O Ministério Público de Minas Gerais (MPMG) obteve uma liminar judicial que obriga a Cemig a apresentar, em 30 dias, um cronograma de obras. Este cronograma deve detalhar o reforço e a substituição de transformadores sobrecarregados no distrito de Laranjeiras de Caldas, localizado no Sul de Minas.
A decisão judicial também determina que a concessionária realize, em até 60 dias, a manutenção preventiva da rede elétrica. Além disso, a Cemig deve intensificar as podas de árvores na região, sob pena de multa diária de R$ 5 mil em caso de descumprimento.

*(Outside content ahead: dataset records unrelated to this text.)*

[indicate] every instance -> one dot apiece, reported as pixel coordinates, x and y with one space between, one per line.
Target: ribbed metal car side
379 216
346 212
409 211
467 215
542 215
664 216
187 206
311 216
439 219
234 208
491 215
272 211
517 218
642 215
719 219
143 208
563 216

De acordo com a Promotoria de Justiça de Defesa do Consumidor, foram identificadas falhas estruturais no sistema elétrico local. Essas falhas têm comprometido o fornecimento de energia elétrica na região, gerando interrupções frequentes e prolongadas.
Moradores do distrito, pertencente ao município de Caldas, encaminharam um abaixo-assinado ao MPMG. O documento relatava interrupções frequentes, prolongadas e sem aviso prévio, especialmente em dias de chuva e feriados, causando prejuízos a comerciantes e residentes.
A Promotoria de Justiça apurou que os cortes constantes de energia, alguns com duração superior a 12 horas, provocaram perdas de alimentos. Houve também a queima de aparelhos eletroeletrônicos e a interrupção de serviços essenciais à população local.
Segundo o MPMG, os problemas ultrapassaram o desconforto doméstico, afetando direitos fundamentais. A falta de energia interrompe o abastecimento de água, a internet e a telefonia móvel no distrito, impactando diretamente a vida dos moradores.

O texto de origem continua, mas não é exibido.